Search code examples
hadoopapache-sparkhdfshadoop-yarn

spark submit on edge node


I am submitting my spark-submit command command through my Edge Node. For this I am using client mode, Now I am accessing my edge node(which is on the same network as my cluster) through my laptop. I know that the driver program runs on my Edge Node, what I want to know is that why does my spark-job automatically suspends when I close my ssh session with the Edge Node? Does opening Edge Node putty connection through VPN/Wireless internet has any effect on the spark job vs using the Ethernet cable from within the network? At present the spark submit job is very slow even though the cluster is really powerful!Please help!

Thanks!


Solution

  • You are submitting the job with --master yarn but possibly you are not specifying --deploy-mode cluster, so the driver application (your Java code) is running locally on this edge node machine. When choosing --deploy-mode cluster the driver will run on your cluster and will overall be more robust.

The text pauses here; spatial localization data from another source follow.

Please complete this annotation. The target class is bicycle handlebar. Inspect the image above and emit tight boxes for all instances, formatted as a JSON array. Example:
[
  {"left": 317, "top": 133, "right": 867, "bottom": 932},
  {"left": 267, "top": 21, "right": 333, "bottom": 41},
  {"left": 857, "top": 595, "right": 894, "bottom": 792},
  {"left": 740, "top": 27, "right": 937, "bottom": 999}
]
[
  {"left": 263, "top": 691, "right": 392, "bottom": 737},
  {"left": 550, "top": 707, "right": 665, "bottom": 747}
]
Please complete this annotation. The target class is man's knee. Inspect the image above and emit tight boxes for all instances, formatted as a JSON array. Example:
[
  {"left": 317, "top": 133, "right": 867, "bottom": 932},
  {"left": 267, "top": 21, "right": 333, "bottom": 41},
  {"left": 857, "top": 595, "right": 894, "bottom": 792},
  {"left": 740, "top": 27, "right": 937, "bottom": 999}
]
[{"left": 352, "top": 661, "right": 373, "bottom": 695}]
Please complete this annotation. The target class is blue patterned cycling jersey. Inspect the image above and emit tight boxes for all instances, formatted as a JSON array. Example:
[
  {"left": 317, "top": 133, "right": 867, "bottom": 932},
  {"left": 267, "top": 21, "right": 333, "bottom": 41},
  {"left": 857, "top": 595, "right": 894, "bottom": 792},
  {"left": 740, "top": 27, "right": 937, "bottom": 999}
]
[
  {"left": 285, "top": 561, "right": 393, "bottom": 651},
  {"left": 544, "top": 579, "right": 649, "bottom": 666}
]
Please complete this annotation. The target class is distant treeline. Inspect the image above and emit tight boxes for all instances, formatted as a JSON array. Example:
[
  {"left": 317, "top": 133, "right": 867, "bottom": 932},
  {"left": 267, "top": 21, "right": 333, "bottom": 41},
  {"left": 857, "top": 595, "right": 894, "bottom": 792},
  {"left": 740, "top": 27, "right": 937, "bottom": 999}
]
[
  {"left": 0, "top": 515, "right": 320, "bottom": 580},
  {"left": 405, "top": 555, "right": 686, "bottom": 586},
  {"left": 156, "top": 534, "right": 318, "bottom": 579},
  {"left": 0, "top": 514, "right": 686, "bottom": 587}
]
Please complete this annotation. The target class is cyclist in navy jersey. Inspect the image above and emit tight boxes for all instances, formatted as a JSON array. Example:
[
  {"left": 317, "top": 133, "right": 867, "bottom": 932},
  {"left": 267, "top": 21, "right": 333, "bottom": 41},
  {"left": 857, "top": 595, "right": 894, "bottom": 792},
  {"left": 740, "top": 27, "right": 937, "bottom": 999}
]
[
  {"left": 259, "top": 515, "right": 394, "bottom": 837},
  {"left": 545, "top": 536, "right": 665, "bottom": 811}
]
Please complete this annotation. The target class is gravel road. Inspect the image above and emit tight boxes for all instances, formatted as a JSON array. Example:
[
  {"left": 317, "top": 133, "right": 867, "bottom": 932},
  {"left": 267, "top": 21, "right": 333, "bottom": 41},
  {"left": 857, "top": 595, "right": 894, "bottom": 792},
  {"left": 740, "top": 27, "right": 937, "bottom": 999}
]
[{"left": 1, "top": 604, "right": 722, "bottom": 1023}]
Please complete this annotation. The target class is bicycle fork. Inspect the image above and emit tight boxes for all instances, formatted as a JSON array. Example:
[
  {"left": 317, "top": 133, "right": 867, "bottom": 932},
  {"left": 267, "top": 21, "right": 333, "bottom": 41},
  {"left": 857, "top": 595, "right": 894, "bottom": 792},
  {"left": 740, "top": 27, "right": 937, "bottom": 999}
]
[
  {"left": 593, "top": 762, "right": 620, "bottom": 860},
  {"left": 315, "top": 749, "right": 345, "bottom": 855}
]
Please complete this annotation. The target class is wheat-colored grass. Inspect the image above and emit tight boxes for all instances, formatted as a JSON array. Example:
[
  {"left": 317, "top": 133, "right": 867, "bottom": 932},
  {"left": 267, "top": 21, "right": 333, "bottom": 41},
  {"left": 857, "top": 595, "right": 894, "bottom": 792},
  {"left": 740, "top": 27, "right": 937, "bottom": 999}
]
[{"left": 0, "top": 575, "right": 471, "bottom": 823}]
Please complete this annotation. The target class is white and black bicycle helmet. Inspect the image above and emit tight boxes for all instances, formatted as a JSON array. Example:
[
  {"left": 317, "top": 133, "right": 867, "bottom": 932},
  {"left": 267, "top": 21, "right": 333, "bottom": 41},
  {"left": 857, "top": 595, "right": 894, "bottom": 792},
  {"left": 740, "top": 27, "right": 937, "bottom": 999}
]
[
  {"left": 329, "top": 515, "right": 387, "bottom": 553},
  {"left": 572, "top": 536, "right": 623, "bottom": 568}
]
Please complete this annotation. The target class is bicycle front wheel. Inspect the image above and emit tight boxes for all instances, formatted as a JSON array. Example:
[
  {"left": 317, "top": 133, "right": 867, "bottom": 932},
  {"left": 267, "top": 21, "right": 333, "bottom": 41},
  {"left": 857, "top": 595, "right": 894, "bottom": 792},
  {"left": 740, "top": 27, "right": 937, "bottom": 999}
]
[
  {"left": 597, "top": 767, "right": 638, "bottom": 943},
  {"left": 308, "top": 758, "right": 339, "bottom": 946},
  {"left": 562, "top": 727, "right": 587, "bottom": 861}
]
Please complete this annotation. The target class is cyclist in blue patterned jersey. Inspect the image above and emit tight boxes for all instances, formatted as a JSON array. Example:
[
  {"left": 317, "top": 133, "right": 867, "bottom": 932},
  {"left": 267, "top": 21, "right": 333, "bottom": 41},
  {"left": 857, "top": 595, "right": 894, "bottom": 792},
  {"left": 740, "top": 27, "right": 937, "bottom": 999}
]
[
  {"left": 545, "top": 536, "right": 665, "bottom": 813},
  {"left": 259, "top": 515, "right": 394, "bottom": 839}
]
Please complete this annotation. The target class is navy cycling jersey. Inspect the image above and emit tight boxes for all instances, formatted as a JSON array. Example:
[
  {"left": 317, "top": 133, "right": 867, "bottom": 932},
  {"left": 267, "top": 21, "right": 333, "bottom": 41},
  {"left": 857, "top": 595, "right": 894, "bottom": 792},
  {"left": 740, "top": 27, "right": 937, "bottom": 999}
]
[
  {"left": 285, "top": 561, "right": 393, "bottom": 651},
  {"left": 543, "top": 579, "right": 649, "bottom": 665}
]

    The spark job dies when you close the ssh connection because you're killing the driver when doing it, it is running on your terminal session. To avoid this you must send the command as a background job using & at the end of your spark-submit. For example:

    spark-submit --master yarn --class foo bar zaz &

    This will send the driver into the background and the stdout will be sent to your tty, polluting your session but not killing the process when you close the ssh connection. If you however don´t want it to be so polluted you can send the stdout to /dev/null by doing this:

    spark-submit --master yarn --class foo bar zaz &>/dev/null &

    However you won´t know why things failed. You can redirect the stdout to a file too instead of /dev/null.

    Finally, once this is clear enough I strongly recommend not deploying like this your spark jobs, since the driver process in the edge node failing for any funky reason will kill the job running in the cluster. It also has a strange behavior since the job dying in the cluster (Some runtime problem) will not stop nor kill your driver in the edge node, which leads to a lot of wasted memory in that machine if you don´t take care of manually kill all those old driver processes in that machine. All this is avoided by using the flag --deploy-mode cluster in your spark submit.